# Pond / Duck Weed in Tropical Aquariums?



## boabloketony (Jan 22, 2007)

I've been asked by a friend whether they can put pond / duck weed into their tropical aquarium? I said I'd ask on here as I was unsure? If not then he wants a plant that floats on the water for his baby platies to hide in. Any thoughts?


----------



## jenky (Sep 22, 2008)

i dont think the plant would mind lol.

it may go wild so be prepared to have an over grown tank.

were is it from? be sure that you dont introduce something nasty to the tank if if from a pond or the wild.

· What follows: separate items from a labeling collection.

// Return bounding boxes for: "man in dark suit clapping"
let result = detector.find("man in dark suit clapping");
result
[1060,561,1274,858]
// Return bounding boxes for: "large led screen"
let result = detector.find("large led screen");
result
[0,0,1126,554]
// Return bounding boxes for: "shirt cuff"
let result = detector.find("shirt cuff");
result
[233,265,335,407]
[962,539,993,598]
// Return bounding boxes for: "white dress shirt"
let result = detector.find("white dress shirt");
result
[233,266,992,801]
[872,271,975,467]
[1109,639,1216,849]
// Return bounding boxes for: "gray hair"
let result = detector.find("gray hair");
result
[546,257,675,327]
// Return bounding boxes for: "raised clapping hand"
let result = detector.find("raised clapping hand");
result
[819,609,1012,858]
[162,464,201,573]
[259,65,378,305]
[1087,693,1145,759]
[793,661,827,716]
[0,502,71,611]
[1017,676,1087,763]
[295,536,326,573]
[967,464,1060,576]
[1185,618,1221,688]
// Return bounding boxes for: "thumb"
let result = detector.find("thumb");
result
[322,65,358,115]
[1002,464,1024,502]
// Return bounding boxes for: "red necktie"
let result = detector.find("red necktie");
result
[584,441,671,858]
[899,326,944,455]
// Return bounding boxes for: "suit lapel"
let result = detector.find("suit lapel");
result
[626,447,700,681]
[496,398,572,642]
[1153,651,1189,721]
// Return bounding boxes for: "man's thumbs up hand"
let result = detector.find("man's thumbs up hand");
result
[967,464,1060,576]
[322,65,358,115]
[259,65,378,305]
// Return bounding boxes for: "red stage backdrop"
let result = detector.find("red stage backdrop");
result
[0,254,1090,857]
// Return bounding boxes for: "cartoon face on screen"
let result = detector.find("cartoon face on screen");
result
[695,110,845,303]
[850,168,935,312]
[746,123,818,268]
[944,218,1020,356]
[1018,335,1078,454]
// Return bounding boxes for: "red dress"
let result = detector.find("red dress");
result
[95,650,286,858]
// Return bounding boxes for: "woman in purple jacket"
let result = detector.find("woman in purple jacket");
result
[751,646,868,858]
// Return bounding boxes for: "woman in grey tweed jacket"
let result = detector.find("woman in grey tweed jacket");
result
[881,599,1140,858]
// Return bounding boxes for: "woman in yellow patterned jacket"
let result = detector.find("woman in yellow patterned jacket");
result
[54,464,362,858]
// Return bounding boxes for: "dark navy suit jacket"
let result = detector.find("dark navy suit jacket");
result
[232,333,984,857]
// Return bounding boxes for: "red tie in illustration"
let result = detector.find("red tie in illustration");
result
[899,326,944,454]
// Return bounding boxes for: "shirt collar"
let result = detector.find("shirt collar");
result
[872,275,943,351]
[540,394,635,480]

there are a few other floating plants that would be a better idea then duckweed but im sorry i dont know there names.


----------



## mask-of-sanity (Dec 27, 2006)

yep its fine...i used to put it in with my africans as they loved to eat it ....i had an open topped tank which had various pond floating plants in it


----------



## daftlassieEmma (Oct 23, 2008)

it's fine to use but as said it'll completely cover the surface in a short space of time so unless you have something that'll eat it it's more trouble that it's worth imo


----------



## athy59 (Jan 30, 2008)

*re duck weed*

*Steer clear of duck weed, it as others have put, will take over the tank in no time, not only that, it will clog up the filter.*
*Try Java plants, they can be floated and later anchored down onto a piece of wood. Also try the Oxygentating plants, they can also be floated and same as Java later on as roots grow be anchored or planted into the substrate. *
*Duck weed is very much like Bind weed in a garden, once there, a pain to get rid off. *
*Try putting a small clay pot ( well washed and steralized.) for the fry platies to have a bolt hole to hide to. Failing that, if your friend as a smaller tank or a floating birthing tank, put the fry in there where they wont get eaten by the parents or other fish. **H.T.H.*


----------



## arthur cooke (Jan 22, 2008)

How about azolla, it's got longer roots than duckweed so are good for fry.
cheers arthur


----------



## boabloketony (Jan 22, 2007)

Thanks for the replies all 

I'll pass it on ...


----------



## mariekni (Apr 8, 2009)

well if you do go for duckweed and it over grows too much you could always send it to me:whistling2:
lol


----------



## simonas (Apr 12, 2008)

my tans are full of it and its a pain in the ass, in my channa tanks the internal filters get clogged up and virtually stop woking and everytime you put your hand in the tank you gt a whole arm full of the stuff

I need to find another floating plant cos my channas need them


----------